Spokane officials will reportedly lose $1 million from their $7.2 million allocation. Yakima County gave up $900,000 in this round of reallocations, adding to a previous $1.1 million the county handed back to the federal government earlier this year.
Congress sent more than $45 billion to local governments through multiple stimulus packages to pay off renters’ debts beginning in early 2021. Later that year, Treasury began recapturing funds from cities, counties and states deemed to be underperforming at getting the money out.
The reshuffling also benefits jurisdictions that demonstrate not just need, but also the capacity to dole out the money quickly, which tend to be bigger cities and states with more renters. The city of Seattle was awarded an additional $2 million last week. Several Washington tribes will also receive millions more, including the Puyallup Tribe ($2.1 million), the Yakama Nation Housing Authority ($1.4 million), and the Lummi Indian Business Council ($1.6 million).
Yakima County’s previous loss of $1.1 million earlier this year made it the only county in the state forced to give back rental assistance funding at the time.
This story is a part of Crosscut’s WA Recovery Watch, an investigative project tracking federal dollars in Washington state.
The latest reallocation pulled back money from jurisdictions that had spent less than 20% of their most recent funding as of April 30, according to guidance posted on Treasury’s website.
Spokane Neighborhood Action Partners, which administers Spokane County’s rental assistance program, did not return multiple phone calls, nor did the county’s housing department. Spokane’s county commissioners were also unavailable for comment on Wednesday.
Esther Magasis, director of Yakima County’s Human Services Department, told Crosscut the Treasury’s spending deadline hit as they transitioned from a manual system with five different agencies screening applications to an online system run by Seattle-based tech company LiveStories. The speed and volume of payments have since accelerated from about $700,000 to over $1 million per month under the new system, she wrote in an email to Treasury officials.
“There was sort of a planned period at the beginning of 2022 when … our new system hadn’t yet opened and we had to let those [old] contracts spend down before we could open the new system up,” Magasis said.
The county has met every spending deadline since the online system launched, she added, and does not expect to see any more funding reallocated. Yakima now reports spending $3.8 million of its second-round allocation, which totals about $5.1 million following last week’s reduction.
Magasis previously said short staffing and a 2014 decision to disband the Human Services Department had left the county playing catch-up throughout the pandemic, especially when faced with creating a system for distributing more than $13 million from a new federal program on an urgent timeline.
Erika Rutter, staff attorney at Yakima County Volunteer Attorney Services, previously told Crosscut that her clients – many of whom are farmworkers with limited English proficiency – had struggled to navigate complex paperwork requirements and secure in-person or phone appointments required to apply. Some who qualified for aid waited months or lost their homes in eviction proceedings while waiting for payments.
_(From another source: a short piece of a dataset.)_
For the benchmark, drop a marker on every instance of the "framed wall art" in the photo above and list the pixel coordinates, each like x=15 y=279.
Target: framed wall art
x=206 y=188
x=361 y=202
Rutter wrote in a recent email that her clients are now getting applications processed in about a week and seeing payments go out to landlords three to five days later.
“Overall, I am much more satisfied with LiveStories managing the rental assistance program than I was with the county,” she wrote.
For jurisdictions that fail to spend out by the end of 2022, Treasury may reallocate funds as many as three more times, according to guidance it released in June.